In our first segment, guest Megan Miessler, MSW, LCSW, DCE with Lutheran Counseling Services in Winter Park, Florida, talks about how parents and children adapt to a new relationship as children mature into independent adults. The 4th Commandment still applies, but how does that change when the kids are adults? Megan talks through how both parents and their children can help each other move through this transitional time.
Listen to the first segment here:
In our second segment, guests Naomi and Matthias Wollberg are young adults and share their own personal experiences of maturing into young adults. Naomi and Matthias talk about how they learned to be adults, the joys and challenges of being on their own, and how marriage has also changed what they know and how they do certain adult tasks (like loading the dishwasher!).
Listen to the second segment here:
Naomi also has this advice for our young adult listeners:
If I had advice for anyone who was going into college or even into their post-grad life, venturing into adulthood, it would be to go to church. And not just go to church but go to A church. Singular. When I went to college, there were people around me that thought this was the time to “church shop.” They would hop around between four or five churches, rotating through depending on how late they stayed up Saturday night, where their friends were going, or what they felt like. College seemed like the perfect time for it because it was a life-limbo, of sorts, and they didn’t have to go with their parents or family – plus many other reasons. And I think, for the most part, people are satisfied and even applaud this because 1. at least they’re going to church and 2. they’re “making their faith their own.” (There are issues with “making their faith their own but that’s a whole can of worms). But in college and right when you leave college, there are so many big, life, #adulting things up in the air! If there was a time thus far in a young person’s life where they needed something constant and strong, it’s during college/post-grad.
You need a pastor, YOUR pastor. Someone who knows you and will consistently point you to Christ; not just on Sunday morning (which is incredibly vital) but every day. He is your father confessor and your shepherd. You need to be part of a congregation.

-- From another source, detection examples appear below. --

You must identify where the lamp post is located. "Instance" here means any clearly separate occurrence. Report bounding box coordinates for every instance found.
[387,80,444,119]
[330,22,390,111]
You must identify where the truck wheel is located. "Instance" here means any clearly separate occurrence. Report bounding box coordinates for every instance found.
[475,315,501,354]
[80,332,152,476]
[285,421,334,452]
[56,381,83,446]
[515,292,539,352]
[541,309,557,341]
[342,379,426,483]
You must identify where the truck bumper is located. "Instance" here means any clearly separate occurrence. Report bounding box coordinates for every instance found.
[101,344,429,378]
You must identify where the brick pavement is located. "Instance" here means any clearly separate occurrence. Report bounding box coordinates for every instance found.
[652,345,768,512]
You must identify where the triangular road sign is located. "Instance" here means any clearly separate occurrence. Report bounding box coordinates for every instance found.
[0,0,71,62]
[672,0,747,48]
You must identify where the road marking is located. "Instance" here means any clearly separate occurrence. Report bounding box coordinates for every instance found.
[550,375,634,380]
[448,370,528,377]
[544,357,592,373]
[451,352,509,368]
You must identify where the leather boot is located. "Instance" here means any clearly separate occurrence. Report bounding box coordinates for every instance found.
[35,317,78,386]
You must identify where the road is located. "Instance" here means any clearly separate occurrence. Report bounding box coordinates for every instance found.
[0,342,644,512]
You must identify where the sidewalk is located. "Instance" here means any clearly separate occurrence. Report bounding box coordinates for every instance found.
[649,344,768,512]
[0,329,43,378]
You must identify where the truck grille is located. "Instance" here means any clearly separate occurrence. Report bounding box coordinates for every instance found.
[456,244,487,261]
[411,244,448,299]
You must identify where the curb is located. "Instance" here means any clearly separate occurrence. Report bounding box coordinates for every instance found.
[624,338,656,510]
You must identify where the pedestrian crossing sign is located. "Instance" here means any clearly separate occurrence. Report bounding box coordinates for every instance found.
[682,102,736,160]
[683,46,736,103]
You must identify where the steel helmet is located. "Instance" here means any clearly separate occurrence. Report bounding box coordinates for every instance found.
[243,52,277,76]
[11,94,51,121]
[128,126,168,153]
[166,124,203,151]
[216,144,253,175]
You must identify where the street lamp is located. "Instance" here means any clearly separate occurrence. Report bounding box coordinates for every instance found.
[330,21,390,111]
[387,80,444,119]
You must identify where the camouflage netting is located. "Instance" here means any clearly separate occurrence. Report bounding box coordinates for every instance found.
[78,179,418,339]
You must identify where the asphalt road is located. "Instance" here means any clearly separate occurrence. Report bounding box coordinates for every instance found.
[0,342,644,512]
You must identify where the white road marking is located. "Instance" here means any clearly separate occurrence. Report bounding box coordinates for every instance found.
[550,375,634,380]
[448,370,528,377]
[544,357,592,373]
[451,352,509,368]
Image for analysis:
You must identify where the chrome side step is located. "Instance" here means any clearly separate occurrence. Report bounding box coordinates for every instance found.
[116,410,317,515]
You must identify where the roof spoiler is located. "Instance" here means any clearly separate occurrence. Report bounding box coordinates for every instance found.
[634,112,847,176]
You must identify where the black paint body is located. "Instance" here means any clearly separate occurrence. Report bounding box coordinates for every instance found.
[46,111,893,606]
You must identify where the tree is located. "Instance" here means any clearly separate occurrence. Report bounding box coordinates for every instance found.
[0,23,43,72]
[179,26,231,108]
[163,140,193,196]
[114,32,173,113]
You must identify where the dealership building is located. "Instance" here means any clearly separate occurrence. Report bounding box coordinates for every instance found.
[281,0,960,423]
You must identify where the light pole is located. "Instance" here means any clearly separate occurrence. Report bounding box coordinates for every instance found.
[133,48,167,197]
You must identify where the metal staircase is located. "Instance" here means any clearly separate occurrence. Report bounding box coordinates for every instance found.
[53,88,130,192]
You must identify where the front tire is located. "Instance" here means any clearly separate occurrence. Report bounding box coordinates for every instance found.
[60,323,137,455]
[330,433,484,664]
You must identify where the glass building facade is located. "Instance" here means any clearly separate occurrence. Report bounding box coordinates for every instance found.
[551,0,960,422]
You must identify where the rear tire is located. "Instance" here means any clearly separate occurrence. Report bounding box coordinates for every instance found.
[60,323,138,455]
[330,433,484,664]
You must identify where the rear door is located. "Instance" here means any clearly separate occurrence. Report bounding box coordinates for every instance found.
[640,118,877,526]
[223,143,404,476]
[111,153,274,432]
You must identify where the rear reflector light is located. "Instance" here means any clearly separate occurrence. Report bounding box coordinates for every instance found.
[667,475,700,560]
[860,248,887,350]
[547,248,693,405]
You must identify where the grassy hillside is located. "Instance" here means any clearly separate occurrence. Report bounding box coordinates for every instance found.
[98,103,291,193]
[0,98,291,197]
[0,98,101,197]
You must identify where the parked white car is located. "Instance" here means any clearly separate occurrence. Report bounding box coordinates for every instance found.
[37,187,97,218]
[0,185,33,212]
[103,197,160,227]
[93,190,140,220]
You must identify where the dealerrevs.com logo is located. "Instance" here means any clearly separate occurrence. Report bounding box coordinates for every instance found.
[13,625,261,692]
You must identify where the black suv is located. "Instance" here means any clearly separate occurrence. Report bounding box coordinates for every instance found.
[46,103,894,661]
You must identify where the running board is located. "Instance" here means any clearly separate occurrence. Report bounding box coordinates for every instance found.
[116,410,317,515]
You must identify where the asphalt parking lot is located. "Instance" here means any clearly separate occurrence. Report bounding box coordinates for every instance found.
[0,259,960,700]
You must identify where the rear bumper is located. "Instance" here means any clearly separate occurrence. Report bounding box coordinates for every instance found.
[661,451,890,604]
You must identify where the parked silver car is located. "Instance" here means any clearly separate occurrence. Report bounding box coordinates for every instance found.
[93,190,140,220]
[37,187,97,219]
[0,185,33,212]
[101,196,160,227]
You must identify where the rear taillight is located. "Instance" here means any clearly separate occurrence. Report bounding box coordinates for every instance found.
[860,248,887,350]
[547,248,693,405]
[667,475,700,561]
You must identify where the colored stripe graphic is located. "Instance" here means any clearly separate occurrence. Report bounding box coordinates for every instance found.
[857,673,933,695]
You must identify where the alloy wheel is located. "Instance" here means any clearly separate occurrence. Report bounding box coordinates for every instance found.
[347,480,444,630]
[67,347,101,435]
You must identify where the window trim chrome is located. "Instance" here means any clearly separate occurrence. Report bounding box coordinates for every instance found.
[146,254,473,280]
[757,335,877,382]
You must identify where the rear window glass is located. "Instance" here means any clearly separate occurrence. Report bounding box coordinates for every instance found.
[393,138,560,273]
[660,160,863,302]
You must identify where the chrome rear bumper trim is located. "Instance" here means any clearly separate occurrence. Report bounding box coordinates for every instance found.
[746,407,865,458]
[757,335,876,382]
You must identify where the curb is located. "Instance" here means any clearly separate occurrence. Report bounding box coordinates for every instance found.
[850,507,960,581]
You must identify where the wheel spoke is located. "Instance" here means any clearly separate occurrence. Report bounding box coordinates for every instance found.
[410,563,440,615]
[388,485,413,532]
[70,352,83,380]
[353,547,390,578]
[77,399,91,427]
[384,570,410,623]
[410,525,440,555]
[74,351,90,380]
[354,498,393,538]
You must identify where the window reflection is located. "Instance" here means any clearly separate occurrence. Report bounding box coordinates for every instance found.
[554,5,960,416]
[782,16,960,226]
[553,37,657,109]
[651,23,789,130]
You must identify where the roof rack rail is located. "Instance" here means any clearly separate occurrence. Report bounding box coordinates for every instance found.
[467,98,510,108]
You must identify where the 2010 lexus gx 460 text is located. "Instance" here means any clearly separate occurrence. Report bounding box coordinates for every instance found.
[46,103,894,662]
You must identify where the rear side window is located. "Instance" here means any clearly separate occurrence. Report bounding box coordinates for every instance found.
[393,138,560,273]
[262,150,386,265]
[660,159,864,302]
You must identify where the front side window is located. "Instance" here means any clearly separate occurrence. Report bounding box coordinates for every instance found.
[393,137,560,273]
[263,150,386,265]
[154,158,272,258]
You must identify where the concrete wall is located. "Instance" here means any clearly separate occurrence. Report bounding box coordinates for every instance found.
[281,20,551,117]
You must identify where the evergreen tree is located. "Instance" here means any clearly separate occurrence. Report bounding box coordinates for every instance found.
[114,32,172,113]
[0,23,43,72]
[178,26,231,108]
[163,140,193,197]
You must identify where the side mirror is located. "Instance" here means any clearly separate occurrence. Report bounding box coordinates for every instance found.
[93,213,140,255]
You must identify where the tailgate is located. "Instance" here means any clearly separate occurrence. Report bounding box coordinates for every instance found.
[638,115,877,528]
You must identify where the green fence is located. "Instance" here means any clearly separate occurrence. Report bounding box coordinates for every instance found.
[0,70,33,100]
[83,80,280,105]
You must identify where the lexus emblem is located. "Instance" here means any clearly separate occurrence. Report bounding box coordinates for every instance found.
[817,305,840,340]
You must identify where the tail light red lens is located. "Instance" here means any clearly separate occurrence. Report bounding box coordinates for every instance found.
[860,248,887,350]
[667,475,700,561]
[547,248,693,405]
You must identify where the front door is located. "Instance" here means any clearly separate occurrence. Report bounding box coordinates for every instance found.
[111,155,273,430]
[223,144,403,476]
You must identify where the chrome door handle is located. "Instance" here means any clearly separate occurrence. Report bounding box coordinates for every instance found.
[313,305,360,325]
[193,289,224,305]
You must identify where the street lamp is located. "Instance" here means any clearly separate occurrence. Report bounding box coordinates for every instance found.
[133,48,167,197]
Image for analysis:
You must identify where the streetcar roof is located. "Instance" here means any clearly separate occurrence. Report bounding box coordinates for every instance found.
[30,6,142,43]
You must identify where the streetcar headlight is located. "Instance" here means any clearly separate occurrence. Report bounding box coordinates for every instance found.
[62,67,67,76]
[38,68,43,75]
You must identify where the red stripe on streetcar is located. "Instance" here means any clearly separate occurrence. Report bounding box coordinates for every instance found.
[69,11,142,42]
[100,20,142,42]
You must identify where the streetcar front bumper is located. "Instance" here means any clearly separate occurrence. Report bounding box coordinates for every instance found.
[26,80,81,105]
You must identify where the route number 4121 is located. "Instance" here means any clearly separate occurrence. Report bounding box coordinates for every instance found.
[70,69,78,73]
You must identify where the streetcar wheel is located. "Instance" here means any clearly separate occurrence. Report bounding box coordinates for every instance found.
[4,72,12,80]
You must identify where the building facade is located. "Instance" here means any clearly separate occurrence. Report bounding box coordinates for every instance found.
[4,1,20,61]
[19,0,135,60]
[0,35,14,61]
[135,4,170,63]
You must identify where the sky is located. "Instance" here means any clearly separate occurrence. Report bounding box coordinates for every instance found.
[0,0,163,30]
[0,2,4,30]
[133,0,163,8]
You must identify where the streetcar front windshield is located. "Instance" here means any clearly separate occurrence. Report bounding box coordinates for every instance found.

College students are often isolated from anyone younger than 18 and older than 22, beside their professors. Being in a congregation allows twenty-somethings to be role models for the young ones and to learn from those older than them. Help with youth group, bake something for the potluck, be part of a community and listen to those who have walked the path of faith longer.
Finally, go to A church that gives God’s gifts Sunday after Sunday. Receive God’s Word and his sacrament. Many in college use this time to check out churches with different preaching, music, community-focus (church’s for millennials and whatnot) but when you do that, you are missing out on a crucial piece of the Christian life: Christ’s body and blood given and shed for you for the forgiveness of sins.
Whether you spend college drinking too much and sleeping through classes or you’re a straight-A student who sails through, college and immediately post-grad is a fluid, strange, and confusing time. You are, potentially, deciding what to do for the rest of your life. You are discovering who you are and what you want in relationships. You get wrapped up in majors, boyfriends and girlfriends, insurance, taxes. You get married and have kids. We post about these things on social media and add our #adulting. There’s nothing sinful about social media but it certainly turns us inward. It magnifies every thought we have and makes the world about us. Boy, do we need some perspective. And that perspective will be given by going to a Christ-centered, Lutheran church where you can look outside yourself by being part of a congregation and address the needs of others but, most importantly, where you can confess your sins and find forgiveness. Tangibly. As my own college pastor once said, “You are part of the body of Christ. And the body of Christ needs the body of Christ.”